Schwarzschimmel (Aureobasidium pullulans)
     
    Dies ist ein sehr häufig auftretender Schimmelpilz – wächst vor allem an dem Wetter ausgesetzten Holzfassaden (mit und ohne Anstrich), kann aber auch im Hausinneren auf feuchten und kühlen Flächen vorkommen.
     
    Johan Mattsson, Schimmelpilz in Gebäuden

16
    Es regnete tagelang in Strömen, die Wege verwandelten sich in Bäche. Die Pilze verschimmelten oder wurden von Schnecken gefressen. Im Wald roch es nach Tod.
    Und doch ging ich täglich mehrere Stunden spazieren, bis ich naß und durchgefroren war. Ich war auf eine merkwürdige Art traurig. Etwas war in mir, was da nicht hingehörte, etwas Fremdes, das versuchte, sich nach außen zu nagen.

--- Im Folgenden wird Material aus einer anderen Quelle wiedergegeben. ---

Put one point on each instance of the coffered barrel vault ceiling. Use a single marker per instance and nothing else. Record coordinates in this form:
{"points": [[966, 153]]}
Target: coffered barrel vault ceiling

    Vater war nach Frankreich gefahren, um Madeleine zu begraben. Ich war allein in der Kate.
    Eines Tages ging ich in Vaters Zimmer. Seit dem schicksalhaften Abend, als ich auf Vaters Bett gelegen und die zitternde Madeleine in meinen Armen gehalten hatte, war ich nicht mehr dort gewesen. Es war Vormittag, aber das Zimmer war dunkel wie am Abend.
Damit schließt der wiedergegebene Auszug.